Alberto no veía la hora de salir de vacaciones.

Había sido aprobado en la escuela y ahora iba para el segundo grado. ¡Se sentía un hombre!

Con el final de las aulas, vinieron las fiestas, los regalos, los dulces y los paseos. Sin embargo, Alberto quería así viajar para la playa junto con los padres y los dos hermanos menores.   

Así, cuando amaneció el día y se pusieron en la carretera, Alberto mal podía creer.

Miraba por la ventana del coche que corría veloz, admirando los paisajes, los animales, los ríos.

Después, la llegada al litoral y el olor del mar, que Alberto aspiro con entusiasmo.

Se instalaron en la casa y Alberto corrió para la playa. No podía perder tiempo. Quería jugar.

Doña Laura, la madre, preparó una comida y fueron todos a la playa.

Alberto jugó bastante en el agua y en la arena. Cuando volvieron para la sombrilla, una sorpresa: la comida había desaparecido.

Miraron para todos los lados, sin embargo no vieron a nadie. ¿Quién habría robado? Aquella playa era apartada de movimiento y prácticamente desierta. Curioso es que en la bolsa había dinero, la máquina de foto, reloj y otras cosas. Nada había desaparecido. ¡Sólo la comida!

Estaban todos con hambre.

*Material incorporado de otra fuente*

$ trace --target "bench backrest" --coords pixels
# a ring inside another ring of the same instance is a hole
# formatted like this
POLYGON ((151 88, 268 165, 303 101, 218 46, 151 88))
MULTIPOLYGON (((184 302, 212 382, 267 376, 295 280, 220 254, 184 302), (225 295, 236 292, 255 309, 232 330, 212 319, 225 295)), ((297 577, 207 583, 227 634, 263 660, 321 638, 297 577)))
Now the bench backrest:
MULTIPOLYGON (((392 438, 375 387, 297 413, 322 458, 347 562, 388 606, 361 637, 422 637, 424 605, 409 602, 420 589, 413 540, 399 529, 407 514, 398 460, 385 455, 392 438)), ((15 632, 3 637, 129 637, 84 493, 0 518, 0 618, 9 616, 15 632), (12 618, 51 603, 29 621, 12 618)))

La forma era volver para la casa y preparar otra comida.

Al día siguiente, pronto, fueron a la playa.

Nuevamente, el paquete de bizcochos y las frutas que la madre había traído en una bolsa desaparecieron.         

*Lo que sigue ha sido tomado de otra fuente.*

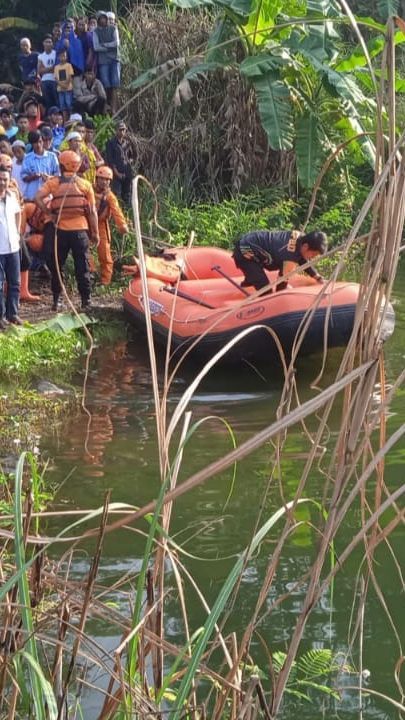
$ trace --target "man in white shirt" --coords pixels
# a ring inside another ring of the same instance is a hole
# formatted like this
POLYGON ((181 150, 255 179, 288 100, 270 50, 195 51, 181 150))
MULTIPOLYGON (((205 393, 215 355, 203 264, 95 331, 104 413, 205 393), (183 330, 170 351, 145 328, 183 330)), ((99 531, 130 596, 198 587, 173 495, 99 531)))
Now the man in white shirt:
POLYGON ((56 65, 56 52, 53 49, 52 35, 46 35, 43 40, 44 52, 38 55, 38 75, 41 78, 42 95, 47 110, 58 104, 54 69, 56 65))
POLYGON ((21 208, 9 186, 10 171, 0 165, 0 330, 6 329, 7 321, 22 325, 18 317, 21 208), (6 282, 7 297, 4 293, 6 282))

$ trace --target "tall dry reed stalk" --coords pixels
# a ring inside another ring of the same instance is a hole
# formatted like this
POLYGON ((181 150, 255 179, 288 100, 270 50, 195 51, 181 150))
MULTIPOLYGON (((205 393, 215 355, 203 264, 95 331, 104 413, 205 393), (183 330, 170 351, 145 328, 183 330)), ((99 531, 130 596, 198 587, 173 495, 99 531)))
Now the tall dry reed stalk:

Alberto estaba furioso. Acusó a los hermanitos de haberse comido todo, sin embargo la madre lo calmó:

— ¡Alberto, estuve todo el tiempo al lado de tus hermanos, hijo mío, y ellos no llegaron ni cerca de nuestra comida!

— ¿Entonces, quién fue? – gritó él, sin conformarse.
 

— No sé, hijo mío. ¡Tal vez alguien que pasó por aquí! De cualquier modo, ciertamente es alguien que lo necesita más que nosotros.

Alberto estaba obstinado.

“¡Nadie va a robar así nuestra comida!”, pensaba él.

Al día siguiente, decidió observar. Fingió que estaba jugando en el agua, pero estuvo atento, no perdiendo de vista la sombrilla, donde estaba la bolsa con la comida.

Después de algún tiempo vio a un niño aproximarse, saliendo de las matas. El niño caminaba despreocupado y, al llegar cerca del lugar, se bajó con rapidez, agarró la bolsa de comida y desapareció nuevamente en medio del matorral.

¡Qué niño malo! Era menor que él, flaquito, pero muy ágil.

Alberto intentó correr para alcanzarlo, pero como estaba en el agua, tuvo más dificultad.

Saliendo del mar, fue rápido para alcanzar al niño.

“¡Si yo cogiese a ese niño voy a darle una paliza!”, pensaba él, con rabia.

Caminó por un camino en medio de las piedras y de las matas hasta que vio una barraca cayendo a pedazos.

Se aproximó y, como la puerta estaba abierta, entró.

La casa era la más pobre que ya había visto. En medio de la suciedad, vio al niño que él perseguía. Repartía los sándwiches que su madre había hecho con otros tres niños menores, sentados en el suelo gastado.

Al verlo llegar, el niño abrió los ojos, lleno de miedo. Los niños, muy delgados, estaban inmundos y mostraban el mismo miedo en la mirada.

Notando la miseria de la barraca, Alberto sintió pena.

— ¿Son tus hermanos? – pregunto al niño mayor.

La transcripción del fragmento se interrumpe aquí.